In 1946, the Presbyterian Church was bricked, making it ineligible for placement on the National Register of Historic Buildings. Unmodified, the Methodist Church is listed in the National Register by virtue of the famous architect who designed the church building.
The Presbyterian Church bell was brought from North Carolina by a
Mrs. Nesbitt, who also had her own tombstone brought with it in an oxcart. The bell was cast in a foundry in Scotland in the 1700s.
Burrow said the Presbyterian Church is known for its adherence to the study of the catechism, taught from one generation to the next. Carrie Myers taught the class first, including her granddaughter Lucy Perry. Afterward Perry, then Burney McCauley Olson taught the class. Burrow now teaches catechism class “to keep it going,” she said.
Two schools were operating before the Civil War - Eckles Female Academy and the Male Academy. The female academy was later renamed the Kate Tucker Institute and the Male Academy was renamed Waverly Institute - a junior college.
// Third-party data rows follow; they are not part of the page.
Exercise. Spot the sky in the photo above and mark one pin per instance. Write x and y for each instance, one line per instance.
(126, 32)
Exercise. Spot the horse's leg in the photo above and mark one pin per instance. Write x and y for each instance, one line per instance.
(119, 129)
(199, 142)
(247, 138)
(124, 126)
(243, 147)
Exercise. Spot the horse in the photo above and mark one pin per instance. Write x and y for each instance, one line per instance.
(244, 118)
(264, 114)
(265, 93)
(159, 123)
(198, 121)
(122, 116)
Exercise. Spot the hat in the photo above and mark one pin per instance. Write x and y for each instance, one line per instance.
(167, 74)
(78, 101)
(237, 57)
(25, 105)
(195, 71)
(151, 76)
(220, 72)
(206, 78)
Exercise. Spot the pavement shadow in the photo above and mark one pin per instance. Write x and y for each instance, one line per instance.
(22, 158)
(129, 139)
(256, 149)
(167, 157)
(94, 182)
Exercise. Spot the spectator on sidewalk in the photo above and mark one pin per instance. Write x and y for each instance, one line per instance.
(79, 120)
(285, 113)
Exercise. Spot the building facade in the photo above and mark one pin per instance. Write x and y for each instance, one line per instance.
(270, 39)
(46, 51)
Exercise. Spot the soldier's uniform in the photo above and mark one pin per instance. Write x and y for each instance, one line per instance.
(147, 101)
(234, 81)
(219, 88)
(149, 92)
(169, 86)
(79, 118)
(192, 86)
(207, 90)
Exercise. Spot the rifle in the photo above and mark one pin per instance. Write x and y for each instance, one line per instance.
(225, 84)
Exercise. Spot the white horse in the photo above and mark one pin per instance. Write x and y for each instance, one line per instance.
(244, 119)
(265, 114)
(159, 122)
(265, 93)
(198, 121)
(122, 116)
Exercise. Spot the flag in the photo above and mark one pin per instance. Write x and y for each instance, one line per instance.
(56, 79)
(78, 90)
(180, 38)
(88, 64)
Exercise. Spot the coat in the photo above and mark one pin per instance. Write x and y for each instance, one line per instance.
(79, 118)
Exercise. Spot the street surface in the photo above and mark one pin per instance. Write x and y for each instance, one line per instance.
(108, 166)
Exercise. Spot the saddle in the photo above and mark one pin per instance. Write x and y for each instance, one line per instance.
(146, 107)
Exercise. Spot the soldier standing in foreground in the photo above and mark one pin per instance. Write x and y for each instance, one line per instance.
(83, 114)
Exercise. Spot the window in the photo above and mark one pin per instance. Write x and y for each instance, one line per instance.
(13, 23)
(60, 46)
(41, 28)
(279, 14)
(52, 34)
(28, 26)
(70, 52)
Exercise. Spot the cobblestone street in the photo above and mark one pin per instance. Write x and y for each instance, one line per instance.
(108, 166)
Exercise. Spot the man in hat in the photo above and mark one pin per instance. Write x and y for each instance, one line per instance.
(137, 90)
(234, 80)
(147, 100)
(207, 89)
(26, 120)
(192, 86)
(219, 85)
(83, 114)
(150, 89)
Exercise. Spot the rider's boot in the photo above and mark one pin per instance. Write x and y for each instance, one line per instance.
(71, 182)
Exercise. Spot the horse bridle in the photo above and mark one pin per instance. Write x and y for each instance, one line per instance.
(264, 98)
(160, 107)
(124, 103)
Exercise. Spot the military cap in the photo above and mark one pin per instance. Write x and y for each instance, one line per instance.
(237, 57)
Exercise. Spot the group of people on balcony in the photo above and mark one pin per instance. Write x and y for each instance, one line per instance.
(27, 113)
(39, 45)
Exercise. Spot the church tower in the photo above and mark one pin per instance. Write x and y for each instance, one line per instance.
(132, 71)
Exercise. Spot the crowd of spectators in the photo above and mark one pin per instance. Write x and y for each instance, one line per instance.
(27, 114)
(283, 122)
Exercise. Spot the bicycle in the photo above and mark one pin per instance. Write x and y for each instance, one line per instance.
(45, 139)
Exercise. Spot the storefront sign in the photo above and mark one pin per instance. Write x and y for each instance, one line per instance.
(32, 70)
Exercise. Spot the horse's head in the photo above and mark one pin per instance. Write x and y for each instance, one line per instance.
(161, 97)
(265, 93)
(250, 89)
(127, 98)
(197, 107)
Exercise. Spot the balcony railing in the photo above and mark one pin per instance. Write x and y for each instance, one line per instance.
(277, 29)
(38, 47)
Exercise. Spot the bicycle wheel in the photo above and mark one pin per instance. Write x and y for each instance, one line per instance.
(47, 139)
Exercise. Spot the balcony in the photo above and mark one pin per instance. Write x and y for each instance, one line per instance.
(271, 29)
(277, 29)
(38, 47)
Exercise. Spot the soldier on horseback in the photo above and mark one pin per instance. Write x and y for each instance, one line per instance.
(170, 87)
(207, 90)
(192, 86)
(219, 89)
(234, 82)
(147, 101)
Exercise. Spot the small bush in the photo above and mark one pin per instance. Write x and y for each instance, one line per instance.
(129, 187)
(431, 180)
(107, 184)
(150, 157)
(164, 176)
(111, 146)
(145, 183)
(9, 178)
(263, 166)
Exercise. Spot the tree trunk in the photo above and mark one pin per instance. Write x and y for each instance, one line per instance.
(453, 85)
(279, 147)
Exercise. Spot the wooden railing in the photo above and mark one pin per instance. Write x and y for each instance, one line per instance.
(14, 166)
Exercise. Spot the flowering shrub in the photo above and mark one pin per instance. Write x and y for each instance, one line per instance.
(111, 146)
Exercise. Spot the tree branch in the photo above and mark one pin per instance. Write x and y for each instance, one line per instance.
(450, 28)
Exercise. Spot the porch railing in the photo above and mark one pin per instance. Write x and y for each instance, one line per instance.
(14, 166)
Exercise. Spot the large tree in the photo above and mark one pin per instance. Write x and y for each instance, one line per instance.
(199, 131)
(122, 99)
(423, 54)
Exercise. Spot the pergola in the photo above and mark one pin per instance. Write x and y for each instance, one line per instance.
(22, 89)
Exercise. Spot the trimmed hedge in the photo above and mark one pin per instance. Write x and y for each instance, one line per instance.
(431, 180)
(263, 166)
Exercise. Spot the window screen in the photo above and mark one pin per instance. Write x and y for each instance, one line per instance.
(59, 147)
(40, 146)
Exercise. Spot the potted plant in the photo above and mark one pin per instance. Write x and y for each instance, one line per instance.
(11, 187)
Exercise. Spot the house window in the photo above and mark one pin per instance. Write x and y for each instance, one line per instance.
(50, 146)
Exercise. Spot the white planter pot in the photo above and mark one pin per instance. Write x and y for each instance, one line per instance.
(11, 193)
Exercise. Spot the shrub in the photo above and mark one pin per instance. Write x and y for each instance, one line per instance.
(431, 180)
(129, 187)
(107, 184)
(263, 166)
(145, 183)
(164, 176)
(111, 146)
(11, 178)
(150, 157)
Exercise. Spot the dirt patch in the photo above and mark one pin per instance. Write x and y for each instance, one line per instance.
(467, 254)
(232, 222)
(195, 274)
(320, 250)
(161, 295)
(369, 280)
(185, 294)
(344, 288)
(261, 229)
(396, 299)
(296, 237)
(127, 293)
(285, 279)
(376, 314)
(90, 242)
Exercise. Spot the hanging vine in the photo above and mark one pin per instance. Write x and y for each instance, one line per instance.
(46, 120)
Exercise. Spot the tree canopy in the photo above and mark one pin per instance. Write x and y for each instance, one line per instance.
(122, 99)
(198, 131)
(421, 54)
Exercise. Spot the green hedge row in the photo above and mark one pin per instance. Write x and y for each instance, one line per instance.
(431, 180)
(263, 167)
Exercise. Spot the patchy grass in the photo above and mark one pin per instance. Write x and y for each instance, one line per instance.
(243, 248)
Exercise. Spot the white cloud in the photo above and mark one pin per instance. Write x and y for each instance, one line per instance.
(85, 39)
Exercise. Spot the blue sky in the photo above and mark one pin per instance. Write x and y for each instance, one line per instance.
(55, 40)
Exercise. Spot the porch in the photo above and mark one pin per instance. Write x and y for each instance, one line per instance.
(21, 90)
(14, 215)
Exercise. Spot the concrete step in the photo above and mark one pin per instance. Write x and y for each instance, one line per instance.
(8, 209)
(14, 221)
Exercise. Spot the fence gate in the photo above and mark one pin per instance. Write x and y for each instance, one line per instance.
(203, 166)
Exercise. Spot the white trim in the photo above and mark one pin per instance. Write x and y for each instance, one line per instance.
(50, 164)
The two schools were both co-educational and later were consolidated into Byhalia High School.
In an attempt to preserve as much of Byhalia’s original architecture and historical district, the Burrow family bought and began to restore the W.C. McCrary building (Southern Corner) after fire damaged it and destroyed the McLeary store several years ago.
Burrow said the family not only wanted to bring the building back into the family but to preserve it for its rich history.
Before the fire, a restaurant was put in downstairs and the upstairs was converted into three apartments.
“One match took it all,” she said.
After the fire, the city of Byhalia considered the building a hazard and wanted to condemn it, but the Burrows had a structural engineer examine the building. He recommended the building be saved. Since the fire, the building has been sold but so far has not been put back to the good use it deserves.
“Byhalia has many stories to tell and places to show,” Burrow said.
“I imagine sitting there in a nice restaurant with the ambience of the Old South around, to wonder what stories the walls and furnishings could tell.”